By contrast, 85 percent or more of Asian and white students passed.
"A tremendous amount of work remains," said Lance Hartford, executive director of the Massachusetts Biotechnology Education Foundation. "I'm increasingly concerned about the gap between inner-city students and what's going on with students in the rest of the state."
Boosting performance, educators and advocates said, may have to start as early as kindergarten to foster a genuine interest in the sciences among students. That, they said, will require devoting more time to the subject in elementary schools and more training for those teachers.
In secondary schools, the state is facing a critical shortage of qualified science teachers. Yesterday, educators and advocates said the state needs to do more to bolster the numbers by creating mentoring programs or paying those teachers more. Science labs, many of which date to the 1960s, also require updating.
In the short term, students who fail the science exam once can file an appeal with the state based on passing grades in a comparable high school course, under emergency rules adopted last week by the state Board of Elementary and Secondary Education. Students have to take the math and English exams three times before appealing.
Prospects for a successful appeal are slim. The department has granted only 2,800 appeals in the last five years, rejecting roughly 20 percent to 30 percent in recent years. A rejected appeal would force students to take the science test again.
Reading scores for younger students also raised concern. They dropped for grades 3, 4, and 5 after largely stagnating in recent years, prompting state education leaders once again to call for a renewed focus on the lower grades.
A student's ability to master reading is widely considered the best gauge of future academic success.
Chester said he believes schools are doing a good job in teaching the fundamentals of reading, such as letter and word identification, but more attention needs to be devoted to teaching students to read for meaning.
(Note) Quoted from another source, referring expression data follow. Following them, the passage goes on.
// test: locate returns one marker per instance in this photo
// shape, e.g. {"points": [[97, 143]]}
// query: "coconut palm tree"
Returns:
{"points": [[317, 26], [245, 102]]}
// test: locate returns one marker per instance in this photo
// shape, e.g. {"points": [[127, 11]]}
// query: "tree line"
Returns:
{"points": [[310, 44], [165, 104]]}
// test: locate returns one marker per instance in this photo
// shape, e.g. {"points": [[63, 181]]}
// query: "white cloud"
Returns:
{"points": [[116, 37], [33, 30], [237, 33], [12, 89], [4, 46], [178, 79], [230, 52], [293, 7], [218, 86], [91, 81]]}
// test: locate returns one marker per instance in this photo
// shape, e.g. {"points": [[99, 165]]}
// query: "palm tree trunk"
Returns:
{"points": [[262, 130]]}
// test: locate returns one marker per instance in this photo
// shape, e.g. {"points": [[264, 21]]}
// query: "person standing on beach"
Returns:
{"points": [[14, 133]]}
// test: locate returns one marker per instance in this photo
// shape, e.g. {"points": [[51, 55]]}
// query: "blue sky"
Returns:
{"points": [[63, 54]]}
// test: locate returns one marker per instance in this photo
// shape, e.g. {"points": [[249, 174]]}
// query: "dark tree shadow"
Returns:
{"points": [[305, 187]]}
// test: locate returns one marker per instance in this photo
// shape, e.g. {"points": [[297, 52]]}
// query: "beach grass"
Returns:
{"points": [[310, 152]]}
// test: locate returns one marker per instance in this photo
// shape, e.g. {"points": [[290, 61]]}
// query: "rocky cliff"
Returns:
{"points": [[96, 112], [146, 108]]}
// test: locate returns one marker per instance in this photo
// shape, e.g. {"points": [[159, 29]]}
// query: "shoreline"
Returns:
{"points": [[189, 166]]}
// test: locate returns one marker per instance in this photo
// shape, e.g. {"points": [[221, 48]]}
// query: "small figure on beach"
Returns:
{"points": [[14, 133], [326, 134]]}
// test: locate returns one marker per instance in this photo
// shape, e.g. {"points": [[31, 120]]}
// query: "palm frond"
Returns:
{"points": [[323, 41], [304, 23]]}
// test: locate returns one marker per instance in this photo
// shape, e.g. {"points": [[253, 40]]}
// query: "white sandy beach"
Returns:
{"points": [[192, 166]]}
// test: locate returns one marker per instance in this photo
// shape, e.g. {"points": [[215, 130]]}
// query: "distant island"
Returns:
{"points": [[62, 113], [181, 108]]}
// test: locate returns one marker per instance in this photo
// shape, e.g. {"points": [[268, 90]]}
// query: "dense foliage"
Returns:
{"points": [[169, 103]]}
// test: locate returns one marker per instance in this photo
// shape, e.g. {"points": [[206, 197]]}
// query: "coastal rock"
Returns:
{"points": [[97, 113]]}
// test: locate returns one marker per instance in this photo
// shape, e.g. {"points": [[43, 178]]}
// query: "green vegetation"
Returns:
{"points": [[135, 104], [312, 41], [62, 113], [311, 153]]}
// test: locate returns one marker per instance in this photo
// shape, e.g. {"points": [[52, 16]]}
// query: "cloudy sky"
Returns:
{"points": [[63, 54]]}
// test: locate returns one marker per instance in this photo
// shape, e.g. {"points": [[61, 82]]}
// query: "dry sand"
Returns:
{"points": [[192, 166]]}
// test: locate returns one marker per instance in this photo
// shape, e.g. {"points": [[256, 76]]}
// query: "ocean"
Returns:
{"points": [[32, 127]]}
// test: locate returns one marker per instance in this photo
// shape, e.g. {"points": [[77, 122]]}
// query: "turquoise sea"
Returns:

State Representative Patricia Haddad, a Somerset Democrat who is chairwoman of the Joint Committee on Education, said she found the flatness in the middle school scores in English to be the most worrisome.
"The middle school scores are a really good indicator of where kids are heading," she said.
Yesterday Chester and Education Secretary Paul Reville reaffirmed their support for MCAS testing as the governor embarks on a host of initiatives aimed at overhauling the education system. They were attempting to quash speculation within the state's education community that the less stringent appeals process on the science exam was a sign that the agency was softening its stance on MCAS as a graduation requirement.
"When you are adding a new requirement, like science," Chester said, "it's hard for me to see how that's backing off standards."